Einige hundert Meter entfernt, im Nelly-Sachs-Haus, dem jüdischen Seniorenheim mit 110 Bewohnern, herrscht eine ähnliche Stimmung. »Die Bewohner waren sehr betroffen, viele meinten spontan: ›Ein guter Freund von uns ist gestorben‹«, sagt Pflegedienstleiter Bert Römgens. Spiegel nahm häufig zusammen mit seiner Frau Gisèle an Aktivitäten des Heims teil. Römgens ist der letzte Besuch des Zentralratspräsidenten tief im Gedächtnis geblieben. »Er war am 20. Dezember bei uns, hat mit uns gefeiert und die erste Chanukka-Kerze angezündet. Sein Tod ist ein großer Verlust für die jüdische Welt – und auch für den kleinen Orbit des Nelly-Sachs-Hauses. Wir alle trauern um ihn.«
Paul Spiegel hat die jüdische Gemeinde der nordrhein-westfälischen Landeshauptstadt mit geprägt. Es gibt hier kaum jemanden, der ihn nicht persönlich kennt.
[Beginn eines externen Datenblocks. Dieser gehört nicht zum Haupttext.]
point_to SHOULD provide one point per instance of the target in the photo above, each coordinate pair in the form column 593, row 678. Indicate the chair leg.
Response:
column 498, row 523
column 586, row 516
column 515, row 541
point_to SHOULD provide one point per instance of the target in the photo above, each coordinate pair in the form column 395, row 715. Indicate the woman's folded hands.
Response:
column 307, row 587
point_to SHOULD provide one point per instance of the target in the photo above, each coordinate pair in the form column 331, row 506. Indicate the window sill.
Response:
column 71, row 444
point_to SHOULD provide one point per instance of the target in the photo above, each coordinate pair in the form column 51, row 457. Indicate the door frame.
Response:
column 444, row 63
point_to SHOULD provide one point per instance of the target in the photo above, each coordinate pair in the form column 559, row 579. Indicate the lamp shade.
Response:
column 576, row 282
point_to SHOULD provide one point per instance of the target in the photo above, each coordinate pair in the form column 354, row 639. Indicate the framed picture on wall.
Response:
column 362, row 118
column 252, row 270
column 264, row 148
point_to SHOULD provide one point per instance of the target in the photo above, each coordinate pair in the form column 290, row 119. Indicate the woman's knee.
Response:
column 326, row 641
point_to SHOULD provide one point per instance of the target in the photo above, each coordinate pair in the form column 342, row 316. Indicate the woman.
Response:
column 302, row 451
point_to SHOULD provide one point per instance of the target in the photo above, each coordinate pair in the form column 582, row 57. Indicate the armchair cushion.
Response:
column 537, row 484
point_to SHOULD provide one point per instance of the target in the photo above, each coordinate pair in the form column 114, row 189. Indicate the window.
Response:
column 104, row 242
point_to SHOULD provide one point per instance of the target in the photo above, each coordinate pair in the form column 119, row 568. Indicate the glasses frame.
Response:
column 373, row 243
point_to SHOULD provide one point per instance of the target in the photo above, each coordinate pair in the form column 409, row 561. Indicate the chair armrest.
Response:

Seit Anfang der 70er Jahre lebte Spiegel in Düsseldorf, betrieb in der Stadt seit 1986 seine Künstler-Agentur und engagierte sich viele Jahre lang in den Gremien der Gemeinde. Auch als Zentralratspräsident verfolgte er die Vorgänge in »seiner« Gemeinde immer mit besonderem Interesse.
Esra Cohn, Vorsitzender des Gemeindevorstands, erreichte die Nachricht in Israel. »Ich habe einen guten Freund verloren«, sagt Cohn, der seinen Urlaub sofort abbrach, um bei der Trauerfeier am Donnerstag dabei sein zu können.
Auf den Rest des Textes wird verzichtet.